UNDERSTANDING BUDGET INNOVATION'S PARADOXICAL EFFECTS ON MANAGERIAL PERFORMANCE IN DEVELOPING COUNTRY CONTEXT
DOI:
https://doi.org/10.29040/ijebar.v10i2.19446Abstract
Despite widespread promotion of budgetary innovation in developing countries, empirical evidence reveals contradictory performance outcomes that remain inadequately explained. This study investigates budgetary innovation's paradoxical effects on managerial performance in developing country public sectors. Using Partial Least Squares Structural Equation Modeling (PLS-SEM) with data from 230 structural officials across 27 Indonesian government agencies in Merauke Regency (100% response rate), we find that budgetary innovation produces significant negative direct effects on managerial performance (β = -0.156, p = 0.013) while simultaneously generating equally strong positive indirect effects through enhanced job satisfaction (β = +0.156, p < 0.001), resulting in complete offsetting with near-zero net impact.

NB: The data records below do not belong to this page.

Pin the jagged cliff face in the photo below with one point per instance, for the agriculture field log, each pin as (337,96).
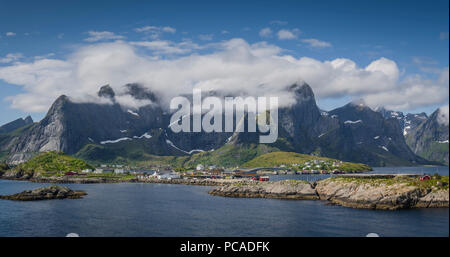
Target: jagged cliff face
(430,139)
(408,122)
(106,131)
(16,124)
(371,137)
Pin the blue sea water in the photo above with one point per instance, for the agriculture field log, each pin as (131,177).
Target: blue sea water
(135,209)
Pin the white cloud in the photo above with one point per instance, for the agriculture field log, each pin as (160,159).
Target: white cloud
(285,34)
(265,32)
(11,57)
(233,66)
(169,29)
(312,42)
(443,116)
(155,32)
(277,22)
(206,37)
(160,47)
(95,36)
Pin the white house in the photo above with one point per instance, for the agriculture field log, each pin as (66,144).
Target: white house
(98,171)
(119,171)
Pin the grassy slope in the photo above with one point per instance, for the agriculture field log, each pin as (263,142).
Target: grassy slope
(436,152)
(436,182)
(52,162)
(229,155)
(288,158)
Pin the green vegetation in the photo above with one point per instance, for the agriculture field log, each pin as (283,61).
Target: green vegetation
(3,168)
(229,155)
(436,152)
(296,161)
(436,182)
(52,163)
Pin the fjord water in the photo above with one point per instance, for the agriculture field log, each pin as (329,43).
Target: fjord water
(139,209)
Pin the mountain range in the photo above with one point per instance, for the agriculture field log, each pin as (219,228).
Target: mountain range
(100,132)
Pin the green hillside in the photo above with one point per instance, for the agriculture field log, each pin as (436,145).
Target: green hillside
(229,155)
(52,163)
(298,161)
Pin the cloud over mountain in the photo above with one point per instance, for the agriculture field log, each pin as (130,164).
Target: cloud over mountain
(234,66)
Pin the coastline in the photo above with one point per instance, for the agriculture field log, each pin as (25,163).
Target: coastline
(362,191)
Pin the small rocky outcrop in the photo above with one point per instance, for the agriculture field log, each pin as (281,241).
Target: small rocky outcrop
(382,193)
(45,193)
(286,189)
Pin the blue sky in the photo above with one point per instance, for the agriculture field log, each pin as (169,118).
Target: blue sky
(413,34)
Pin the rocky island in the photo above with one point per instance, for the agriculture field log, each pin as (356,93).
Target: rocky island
(45,193)
(285,189)
(386,192)
(365,191)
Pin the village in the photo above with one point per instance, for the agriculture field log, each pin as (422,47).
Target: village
(211,171)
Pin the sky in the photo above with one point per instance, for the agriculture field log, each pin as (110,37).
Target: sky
(389,53)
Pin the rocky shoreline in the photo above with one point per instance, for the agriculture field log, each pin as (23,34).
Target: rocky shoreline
(80,180)
(45,193)
(285,189)
(365,191)
(383,193)
(399,192)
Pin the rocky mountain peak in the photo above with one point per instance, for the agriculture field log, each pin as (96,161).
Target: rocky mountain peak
(28,120)
(106,91)
(303,91)
(140,92)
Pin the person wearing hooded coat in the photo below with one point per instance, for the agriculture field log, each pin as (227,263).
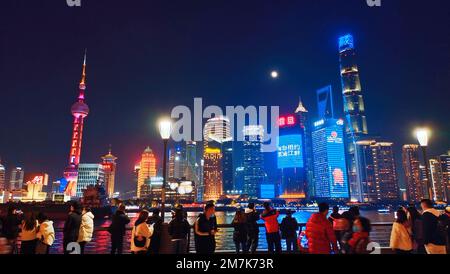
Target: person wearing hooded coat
(72,226)
(86,228)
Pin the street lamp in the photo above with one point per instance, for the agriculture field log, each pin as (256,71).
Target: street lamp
(165,129)
(422,135)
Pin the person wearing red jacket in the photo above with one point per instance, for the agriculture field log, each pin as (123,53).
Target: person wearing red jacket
(320,234)
(270,216)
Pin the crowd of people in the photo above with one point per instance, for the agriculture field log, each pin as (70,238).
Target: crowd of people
(425,232)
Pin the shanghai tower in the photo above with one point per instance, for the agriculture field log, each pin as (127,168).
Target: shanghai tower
(79,111)
(355,117)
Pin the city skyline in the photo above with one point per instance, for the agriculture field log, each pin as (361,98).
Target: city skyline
(130,132)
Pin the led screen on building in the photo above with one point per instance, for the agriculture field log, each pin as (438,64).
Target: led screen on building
(336,162)
(290,151)
(267,191)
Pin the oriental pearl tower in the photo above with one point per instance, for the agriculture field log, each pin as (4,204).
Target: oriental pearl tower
(79,111)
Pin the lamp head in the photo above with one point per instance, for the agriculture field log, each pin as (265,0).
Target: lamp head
(422,135)
(165,129)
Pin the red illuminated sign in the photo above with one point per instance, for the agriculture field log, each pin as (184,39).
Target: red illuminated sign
(286,121)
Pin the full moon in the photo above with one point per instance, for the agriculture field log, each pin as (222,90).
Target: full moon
(274,74)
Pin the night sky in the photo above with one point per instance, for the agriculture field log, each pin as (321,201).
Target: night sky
(145,57)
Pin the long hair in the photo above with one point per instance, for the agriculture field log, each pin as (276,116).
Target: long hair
(239,217)
(30,221)
(414,213)
(142,218)
(401,216)
(179,215)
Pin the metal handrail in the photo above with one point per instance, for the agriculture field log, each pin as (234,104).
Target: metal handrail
(300,225)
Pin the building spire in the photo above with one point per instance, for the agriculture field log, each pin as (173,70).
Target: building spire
(300,107)
(83,74)
(82,85)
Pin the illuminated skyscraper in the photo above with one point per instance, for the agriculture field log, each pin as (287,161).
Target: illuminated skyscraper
(193,170)
(445,169)
(330,174)
(305,126)
(109,167)
(227,167)
(379,176)
(254,174)
(437,180)
(217,131)
(79,111)
(89,175)
(411,169)
(16,179)
(177,162)
(2,176)
(147,169)
(355,118)
(212,174)
(291,151)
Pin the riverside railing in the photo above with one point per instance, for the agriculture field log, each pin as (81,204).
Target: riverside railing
(101,241)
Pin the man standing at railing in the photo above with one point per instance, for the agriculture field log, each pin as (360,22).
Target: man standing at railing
(320,234)
(252,217)
(434,236)
(205,230)
(270,216)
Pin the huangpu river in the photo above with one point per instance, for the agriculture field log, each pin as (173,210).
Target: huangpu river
(100,243)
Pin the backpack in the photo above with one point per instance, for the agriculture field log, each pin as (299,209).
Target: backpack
(340,224)
(442,228)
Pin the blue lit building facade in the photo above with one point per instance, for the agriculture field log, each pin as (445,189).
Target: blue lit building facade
(253,165)
(354,109)
(330,173)
(227,167)
(291,151)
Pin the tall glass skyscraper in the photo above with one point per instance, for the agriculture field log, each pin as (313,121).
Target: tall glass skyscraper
(16,179)
(379,179)
(411,168)
(291,154)
(217,131)
(254,174)
(109,167)
(147,169)
(89,175)
(330,173)
(227,167)
(2,176)
(355,117)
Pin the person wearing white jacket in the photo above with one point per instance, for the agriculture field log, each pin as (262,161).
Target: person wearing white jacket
(141,234)
(86,228)
(45,234)
(401,241)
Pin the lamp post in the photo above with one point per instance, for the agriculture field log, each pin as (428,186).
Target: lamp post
(165,129)
(422,135)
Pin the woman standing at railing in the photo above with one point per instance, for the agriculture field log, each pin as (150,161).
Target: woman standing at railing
(141,234)
(401,241)
(28,234)
(205,231)
(240,231)
(416,223)
(45,235)
(179,229)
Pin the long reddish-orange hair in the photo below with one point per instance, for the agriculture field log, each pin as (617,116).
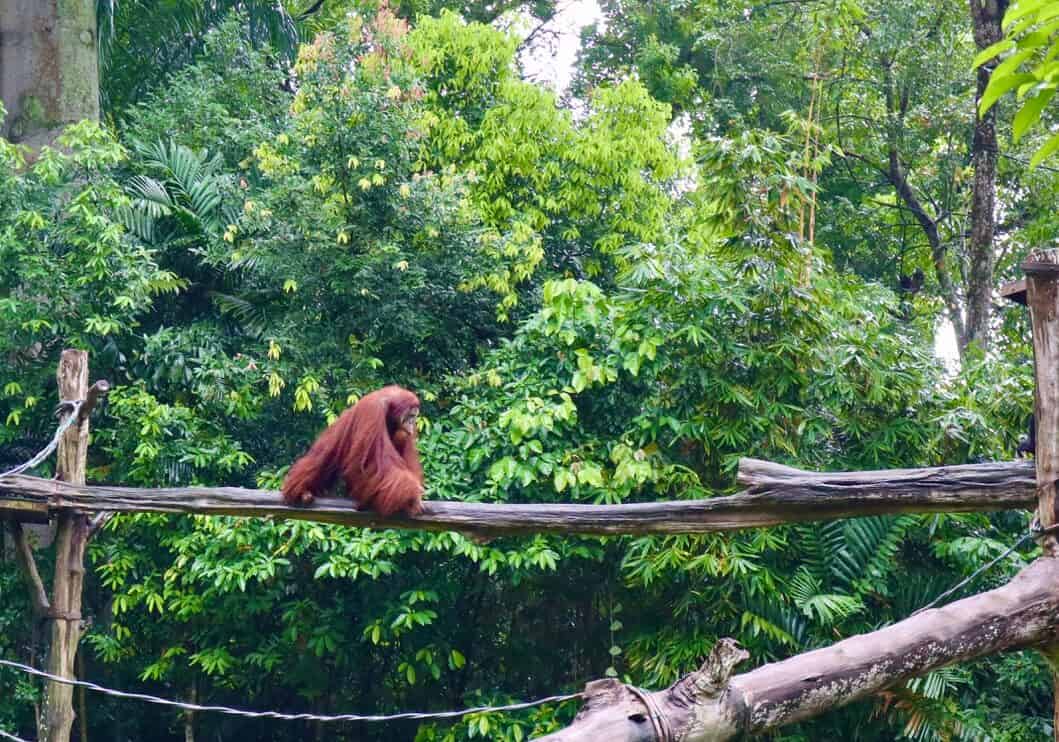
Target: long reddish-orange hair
(371,449)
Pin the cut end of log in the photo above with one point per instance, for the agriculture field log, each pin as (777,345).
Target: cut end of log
(1015,291)
(1042,261)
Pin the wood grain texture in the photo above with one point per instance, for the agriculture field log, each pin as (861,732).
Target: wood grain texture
(776,494)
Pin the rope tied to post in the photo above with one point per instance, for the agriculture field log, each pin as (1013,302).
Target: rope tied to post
(660,722)
(74,408)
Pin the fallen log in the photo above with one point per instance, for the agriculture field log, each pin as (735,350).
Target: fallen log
(776,494)
(709,706)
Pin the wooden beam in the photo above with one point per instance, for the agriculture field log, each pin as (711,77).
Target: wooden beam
(1015,291)
(776,494)
(710,706)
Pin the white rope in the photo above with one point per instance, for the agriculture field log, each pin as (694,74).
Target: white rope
(279,715)
(47,451)
(6,736)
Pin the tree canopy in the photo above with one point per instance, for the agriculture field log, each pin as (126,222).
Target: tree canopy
(736,234)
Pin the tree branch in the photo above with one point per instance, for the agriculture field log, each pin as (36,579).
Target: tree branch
(707,707)
(776,494)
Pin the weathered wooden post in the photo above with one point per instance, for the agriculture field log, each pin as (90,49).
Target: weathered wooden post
(1042,297)
(64,610)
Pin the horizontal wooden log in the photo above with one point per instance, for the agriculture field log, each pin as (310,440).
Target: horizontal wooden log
(709,706)
(776,494)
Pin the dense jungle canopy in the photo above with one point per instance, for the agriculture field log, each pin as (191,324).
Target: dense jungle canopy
(740,230)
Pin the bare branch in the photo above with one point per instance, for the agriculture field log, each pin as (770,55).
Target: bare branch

Grounded in the Job Characteristics Model and Affective Events Theory, findings demonstrate that innovations disrupt performance through operational challenges, learning demands, and resource constraints while enhancing performance through improved work meaningfulness, autonomy, skill variety, and feedback mechanisms. The paradox reconciles contradictory evidence in existing literature and suggests public sector leaders should anticipate temporary performance decrements while deliberately investing in participatory implementation, comprehensive training, and satisfaction enhancement strategies to achieve net positive outcomes in resource-constrained developing country contexts.